At this point is worth to ask, Why another blog?
I must confess that I never wrote a diary, but today I am stepping into a road that I want to document and share.
Until a couple of years ago (or maybe four) my life was pretty traditional and relatively successfully. I have found my partner for life, and we had built our common life project for 14 years. First we prepare ourselves academically, then through our professional efforts (always as employees and living of our paychecks) we acquired the necessary material goods – our own house, a car – to keep building our road together and to keep developing our home and family, and be blessed with two beautiful childs. Basically, everything was perfect. We had love, wealth, successful careers and two precious kids.

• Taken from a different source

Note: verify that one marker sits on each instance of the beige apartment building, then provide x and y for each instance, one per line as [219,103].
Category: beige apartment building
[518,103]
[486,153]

On September 23, 2013, my wife passed away. Both her illness and her passing meant a deconstruction process in my life, rendering obsolete many paradigms, such as security and success. Without getting into details, I can say that this process brought a halt to my professional career, affected my physical and psychological wealth fare, took me back to old and harmful addictions, and the big challenge of raising a 4-year old boy and a 2-year old girl without their mother.
I have dedicated the last two years to restore myself. First on a personal y psychological level, recognize the loss, grief and overcome a clinical depression. After that, on second place, begin the rebuilding of my professional career, regain my self-confidence, learn to feel productive again and try to understand and recognize what I want to spend my time doing and what not. Today I can say that I accomplished both of those goals, but only on a first stage. I barely put in place a foundation from where I can see the road ahead that I need to walk to bring a better life for my and my kids.
So, Why another blog? Because I am starting to walk that road, a road that is probably too ambitious and where success is a slim chance, but nonetheless a road worth to travel and to document. Today, after two years of restoration, I can say that I know what my goals are and that I have a deadline to carry out them.
My 40 birthday is one year and seven months from today.